Let’s say that loan is a low FICO with scant reserves. These loans are thought to have a very high propensity to default. When that loan trades in the servicing market, the potential dollar loss that the FHA servicer needs to absorb (due to HUD not having clarity on certain servicing guidelines, and how and when they will pay the costs, versus what the servicer must absorb) can easily eclipse the $6,000 investment.
Loan officers should know that the value of mortgage servicing rights (MSR) changes almost as often as bond prices in the mortgage-backed security market. The MSR value is the sum of a present value of the future income streams from all mortgage servicing related cash flows, and is impacted by assumptions on prepayment speeds, mortgage age and type, and the rate as which these cash flows are discounted. As a result, the value of the MSR for the same pool of loans may vary company by company.
The most significant driver of mortgage servicing rights value is actual and anticipated portfolio prepayment behavior. As interest rates rise, prepayment speeds generally slow, and as interest rates decline, prepayment speeds generally accelerate as borrowers often elect to prepay their mortgage loans by refinancing at lower rates. Because residential mortgage loans typically contain a prepayment option where borrowers can pay off their mortgage prior to scheduled maturity, the stream of cash flows generated from servicing the original mortgage loan is terminated when the loan is paid off.
As such, the market value of mortgage servicing rights is very sensitive to changes in interest rates, and tends to decline as market interest rates decline and increase as interest rates rise. When mortgage loans are paid off or expected to be paid off earlier than originally estimated, the expected future cash flows associated with servicing such loans are reduced. To determine value of MSRs, companies use models that divide the servicing cash flows into the servicing fee, the net cost to service, the float on taxes and insurance, the float on principal and interest, the gain from prepayments, and the loss due to compensating interest, but it can never be an exact science as the market is always moving.

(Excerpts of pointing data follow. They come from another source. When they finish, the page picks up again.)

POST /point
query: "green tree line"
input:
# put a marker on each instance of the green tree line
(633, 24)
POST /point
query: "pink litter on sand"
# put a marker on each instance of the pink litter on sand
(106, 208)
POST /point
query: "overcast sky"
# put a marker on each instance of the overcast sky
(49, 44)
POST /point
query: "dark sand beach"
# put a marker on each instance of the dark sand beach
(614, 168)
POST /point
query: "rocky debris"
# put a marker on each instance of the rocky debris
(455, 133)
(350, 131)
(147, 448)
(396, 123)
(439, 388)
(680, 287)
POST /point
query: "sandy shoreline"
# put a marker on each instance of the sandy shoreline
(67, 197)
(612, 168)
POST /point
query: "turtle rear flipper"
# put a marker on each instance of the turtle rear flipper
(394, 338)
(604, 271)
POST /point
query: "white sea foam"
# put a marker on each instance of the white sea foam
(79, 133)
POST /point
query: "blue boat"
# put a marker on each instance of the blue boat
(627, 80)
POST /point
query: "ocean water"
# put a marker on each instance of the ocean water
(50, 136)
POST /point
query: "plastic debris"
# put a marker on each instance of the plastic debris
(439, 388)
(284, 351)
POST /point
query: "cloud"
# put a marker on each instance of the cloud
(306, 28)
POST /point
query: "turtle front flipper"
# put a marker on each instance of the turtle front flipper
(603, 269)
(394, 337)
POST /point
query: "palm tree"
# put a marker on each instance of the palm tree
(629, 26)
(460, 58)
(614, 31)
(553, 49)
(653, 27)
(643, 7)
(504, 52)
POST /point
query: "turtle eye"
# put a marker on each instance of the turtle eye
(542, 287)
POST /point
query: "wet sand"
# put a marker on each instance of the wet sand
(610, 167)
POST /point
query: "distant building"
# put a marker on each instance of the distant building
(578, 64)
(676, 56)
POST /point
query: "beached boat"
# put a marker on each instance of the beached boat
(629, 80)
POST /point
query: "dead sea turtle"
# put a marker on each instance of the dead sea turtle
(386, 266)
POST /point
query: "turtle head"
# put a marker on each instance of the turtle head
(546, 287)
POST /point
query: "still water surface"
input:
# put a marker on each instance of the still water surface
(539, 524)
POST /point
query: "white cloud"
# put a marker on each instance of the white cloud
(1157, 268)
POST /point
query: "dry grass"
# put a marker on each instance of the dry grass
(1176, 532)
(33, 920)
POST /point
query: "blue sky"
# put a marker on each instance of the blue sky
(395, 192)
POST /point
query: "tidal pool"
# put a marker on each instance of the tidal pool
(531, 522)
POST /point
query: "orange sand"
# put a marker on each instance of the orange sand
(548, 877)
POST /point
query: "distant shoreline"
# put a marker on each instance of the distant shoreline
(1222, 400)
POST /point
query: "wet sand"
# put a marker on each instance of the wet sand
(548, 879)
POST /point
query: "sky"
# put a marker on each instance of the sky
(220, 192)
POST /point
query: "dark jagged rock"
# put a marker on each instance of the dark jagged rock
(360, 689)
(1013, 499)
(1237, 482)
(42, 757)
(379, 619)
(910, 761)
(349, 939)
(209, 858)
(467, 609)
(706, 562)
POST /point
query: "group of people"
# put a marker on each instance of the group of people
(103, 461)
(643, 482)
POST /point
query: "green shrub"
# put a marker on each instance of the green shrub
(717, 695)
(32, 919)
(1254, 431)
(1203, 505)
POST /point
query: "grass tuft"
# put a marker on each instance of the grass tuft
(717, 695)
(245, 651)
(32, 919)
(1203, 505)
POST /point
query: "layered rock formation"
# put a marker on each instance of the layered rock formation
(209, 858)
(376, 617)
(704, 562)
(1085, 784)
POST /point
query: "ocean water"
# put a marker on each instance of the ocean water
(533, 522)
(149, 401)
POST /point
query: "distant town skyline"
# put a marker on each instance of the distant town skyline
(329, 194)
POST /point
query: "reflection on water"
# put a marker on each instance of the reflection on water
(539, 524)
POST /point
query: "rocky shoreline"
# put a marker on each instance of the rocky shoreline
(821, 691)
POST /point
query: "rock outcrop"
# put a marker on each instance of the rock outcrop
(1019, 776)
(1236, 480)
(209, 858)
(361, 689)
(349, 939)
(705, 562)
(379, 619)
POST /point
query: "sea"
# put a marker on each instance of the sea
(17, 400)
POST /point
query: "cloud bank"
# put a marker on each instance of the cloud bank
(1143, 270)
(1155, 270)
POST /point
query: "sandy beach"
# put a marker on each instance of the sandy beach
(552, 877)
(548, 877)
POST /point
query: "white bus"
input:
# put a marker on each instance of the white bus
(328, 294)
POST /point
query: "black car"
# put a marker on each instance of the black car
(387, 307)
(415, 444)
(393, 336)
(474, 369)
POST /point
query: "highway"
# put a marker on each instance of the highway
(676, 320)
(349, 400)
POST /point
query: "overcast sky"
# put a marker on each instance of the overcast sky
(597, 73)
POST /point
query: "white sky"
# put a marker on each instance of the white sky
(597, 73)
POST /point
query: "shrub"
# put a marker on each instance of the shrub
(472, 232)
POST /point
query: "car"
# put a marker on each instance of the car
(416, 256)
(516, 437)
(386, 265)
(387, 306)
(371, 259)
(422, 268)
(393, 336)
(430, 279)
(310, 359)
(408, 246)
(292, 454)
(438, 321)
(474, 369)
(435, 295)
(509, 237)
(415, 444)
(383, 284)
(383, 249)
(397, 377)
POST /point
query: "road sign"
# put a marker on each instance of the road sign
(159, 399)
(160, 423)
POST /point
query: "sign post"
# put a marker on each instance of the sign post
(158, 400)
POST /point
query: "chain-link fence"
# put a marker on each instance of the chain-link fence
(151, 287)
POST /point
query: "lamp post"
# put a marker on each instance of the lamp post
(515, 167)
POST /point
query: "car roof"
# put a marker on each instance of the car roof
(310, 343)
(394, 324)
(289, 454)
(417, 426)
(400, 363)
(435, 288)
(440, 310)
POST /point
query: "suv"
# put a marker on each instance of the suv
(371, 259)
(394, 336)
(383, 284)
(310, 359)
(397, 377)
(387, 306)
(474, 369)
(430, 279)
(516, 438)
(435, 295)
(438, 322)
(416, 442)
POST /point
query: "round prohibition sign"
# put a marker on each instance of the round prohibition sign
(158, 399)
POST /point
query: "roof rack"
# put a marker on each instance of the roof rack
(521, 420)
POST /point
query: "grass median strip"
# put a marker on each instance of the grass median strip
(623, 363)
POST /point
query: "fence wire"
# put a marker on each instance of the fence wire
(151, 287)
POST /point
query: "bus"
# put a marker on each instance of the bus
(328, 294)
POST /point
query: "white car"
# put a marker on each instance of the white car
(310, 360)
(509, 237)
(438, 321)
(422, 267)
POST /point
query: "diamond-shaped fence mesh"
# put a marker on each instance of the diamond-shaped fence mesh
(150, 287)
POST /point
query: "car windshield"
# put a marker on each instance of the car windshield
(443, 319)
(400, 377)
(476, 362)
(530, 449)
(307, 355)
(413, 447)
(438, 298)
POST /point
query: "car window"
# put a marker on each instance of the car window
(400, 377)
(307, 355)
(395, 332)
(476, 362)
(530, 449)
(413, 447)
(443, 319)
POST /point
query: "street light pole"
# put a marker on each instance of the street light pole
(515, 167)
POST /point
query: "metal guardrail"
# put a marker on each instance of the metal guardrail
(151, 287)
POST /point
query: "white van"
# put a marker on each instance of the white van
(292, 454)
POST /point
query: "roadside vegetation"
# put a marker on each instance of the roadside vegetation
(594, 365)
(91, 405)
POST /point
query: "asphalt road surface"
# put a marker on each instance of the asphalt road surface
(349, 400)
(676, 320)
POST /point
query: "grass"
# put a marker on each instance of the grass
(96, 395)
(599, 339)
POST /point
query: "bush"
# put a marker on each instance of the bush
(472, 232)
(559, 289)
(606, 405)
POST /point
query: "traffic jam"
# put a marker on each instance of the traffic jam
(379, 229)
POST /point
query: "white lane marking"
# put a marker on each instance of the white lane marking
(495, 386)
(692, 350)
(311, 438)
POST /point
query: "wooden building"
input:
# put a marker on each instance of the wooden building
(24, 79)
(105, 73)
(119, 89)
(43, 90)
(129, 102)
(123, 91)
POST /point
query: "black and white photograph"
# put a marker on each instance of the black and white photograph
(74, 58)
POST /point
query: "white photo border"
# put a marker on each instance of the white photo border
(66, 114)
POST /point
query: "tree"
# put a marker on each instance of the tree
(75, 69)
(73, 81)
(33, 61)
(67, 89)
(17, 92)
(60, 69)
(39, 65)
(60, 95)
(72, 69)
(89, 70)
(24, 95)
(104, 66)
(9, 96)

So, who is buying servicing rights on a flow basis? Looking at the top 5 during the first half of 2017, the non-banks dominated the scoreboard: Lakeview Loan Servicing, Matrix Financial Services (part of Two Harbors), Pingora, RoundPoint Mortgage Servicing, and New Residential Mortgage.
Equally important are the sellers of servicing. Banks (Citi jumps to mind) across the nation are electing to reduce or eliminate their mortgage operations, in part due to Basel III concerns. MSR investors, such as PHH and Seneca, are looking to reduce or eliminate their MSR holdings. Independent mortgage bankers are looking to monetize a portion of their servicing assets for cash, and lower the percent of their net worth tied up in the MSR asset.